This may seem like a weird way to start a post but there is a reason for this.

Chimichurri is a South American condiment that looks very much like Pesto. As a matter of fact if you really think about it Chimichurri is Pesto meets South America and it carries as much of a kick as you like.

I have really become a fan of Chinchurri lately because it goes very well with all kinds of meats but especially red meats AND it’s so easy to make and lasts a while in the fridge so I hope you like this one.

INGREDIENTS:

1 cup firmly packed fresh flat-leaf parsley, trimmed of thick stems

1 cup firmly packed Cilantro

3-4 garlic cloves (or more depending on your penchant for garlic)

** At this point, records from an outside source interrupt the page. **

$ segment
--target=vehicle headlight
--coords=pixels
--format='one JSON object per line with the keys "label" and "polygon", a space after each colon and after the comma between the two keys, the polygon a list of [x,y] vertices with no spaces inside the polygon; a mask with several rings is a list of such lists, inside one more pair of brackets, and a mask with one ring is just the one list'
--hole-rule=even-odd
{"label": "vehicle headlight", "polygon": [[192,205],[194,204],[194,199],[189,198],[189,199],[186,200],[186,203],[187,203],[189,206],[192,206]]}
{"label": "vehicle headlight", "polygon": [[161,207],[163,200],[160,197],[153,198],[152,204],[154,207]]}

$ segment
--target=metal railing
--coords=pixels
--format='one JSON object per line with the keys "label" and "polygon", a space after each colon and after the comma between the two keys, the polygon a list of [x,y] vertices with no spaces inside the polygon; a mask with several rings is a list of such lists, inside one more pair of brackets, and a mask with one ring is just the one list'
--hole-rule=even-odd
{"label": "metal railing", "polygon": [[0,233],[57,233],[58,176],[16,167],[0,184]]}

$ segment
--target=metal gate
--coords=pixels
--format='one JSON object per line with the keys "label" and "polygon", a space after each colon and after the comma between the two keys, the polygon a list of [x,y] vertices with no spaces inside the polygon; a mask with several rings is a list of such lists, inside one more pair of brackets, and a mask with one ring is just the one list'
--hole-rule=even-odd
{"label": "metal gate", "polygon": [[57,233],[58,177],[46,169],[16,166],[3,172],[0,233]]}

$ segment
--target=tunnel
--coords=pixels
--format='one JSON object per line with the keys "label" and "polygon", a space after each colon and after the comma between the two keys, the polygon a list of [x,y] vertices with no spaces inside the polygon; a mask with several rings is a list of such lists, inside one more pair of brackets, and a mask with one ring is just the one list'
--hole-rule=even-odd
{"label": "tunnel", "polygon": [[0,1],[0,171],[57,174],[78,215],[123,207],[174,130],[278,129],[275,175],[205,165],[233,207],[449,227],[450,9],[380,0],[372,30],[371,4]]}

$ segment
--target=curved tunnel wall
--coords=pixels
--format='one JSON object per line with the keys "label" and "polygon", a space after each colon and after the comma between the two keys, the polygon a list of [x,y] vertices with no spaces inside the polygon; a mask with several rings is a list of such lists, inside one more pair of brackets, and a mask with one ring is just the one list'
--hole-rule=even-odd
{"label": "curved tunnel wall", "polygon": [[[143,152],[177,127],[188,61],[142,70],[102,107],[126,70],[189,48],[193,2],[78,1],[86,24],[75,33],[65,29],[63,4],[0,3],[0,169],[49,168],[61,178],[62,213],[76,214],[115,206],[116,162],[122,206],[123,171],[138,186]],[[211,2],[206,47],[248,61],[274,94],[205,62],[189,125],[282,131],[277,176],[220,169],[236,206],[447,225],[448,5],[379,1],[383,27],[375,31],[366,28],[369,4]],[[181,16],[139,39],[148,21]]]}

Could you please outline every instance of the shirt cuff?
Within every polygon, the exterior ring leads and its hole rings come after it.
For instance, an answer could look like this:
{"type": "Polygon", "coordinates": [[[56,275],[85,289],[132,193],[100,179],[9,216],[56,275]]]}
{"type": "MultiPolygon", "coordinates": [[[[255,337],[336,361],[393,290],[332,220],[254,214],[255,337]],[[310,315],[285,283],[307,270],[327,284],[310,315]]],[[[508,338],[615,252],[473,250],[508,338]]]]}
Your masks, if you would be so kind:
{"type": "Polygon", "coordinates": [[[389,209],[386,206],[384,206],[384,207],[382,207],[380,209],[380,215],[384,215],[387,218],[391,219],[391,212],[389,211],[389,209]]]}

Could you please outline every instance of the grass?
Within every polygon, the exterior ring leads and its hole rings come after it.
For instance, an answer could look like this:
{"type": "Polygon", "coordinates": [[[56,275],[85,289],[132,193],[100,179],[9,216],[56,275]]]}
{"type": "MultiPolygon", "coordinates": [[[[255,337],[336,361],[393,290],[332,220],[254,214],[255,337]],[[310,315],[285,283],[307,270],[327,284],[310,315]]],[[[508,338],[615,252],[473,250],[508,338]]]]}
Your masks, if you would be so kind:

2 Tbsps fresh oregano leaves (can sub 2 teaspoons dried oregano)

1/2 cup olive oil

2 Tbsp red or white wine vinegar

1 teaspoon sea salt

1/4 teaspoon freshly ground black pepper

1/4 teaspoon red pepper flakes

METHOD:

–           Finely chop the parsley, cilantro, fresh oregano, and garlic (or process in a food processor several pulses). Place in a small bowl.

–           Stir in the olive oil, vinegar, salt, pepper, and red pepper flakes. Adjust seasonings.

Serve immediately or refrigerate. If chilled, return to room temperature before serving. Can keep for a day or two.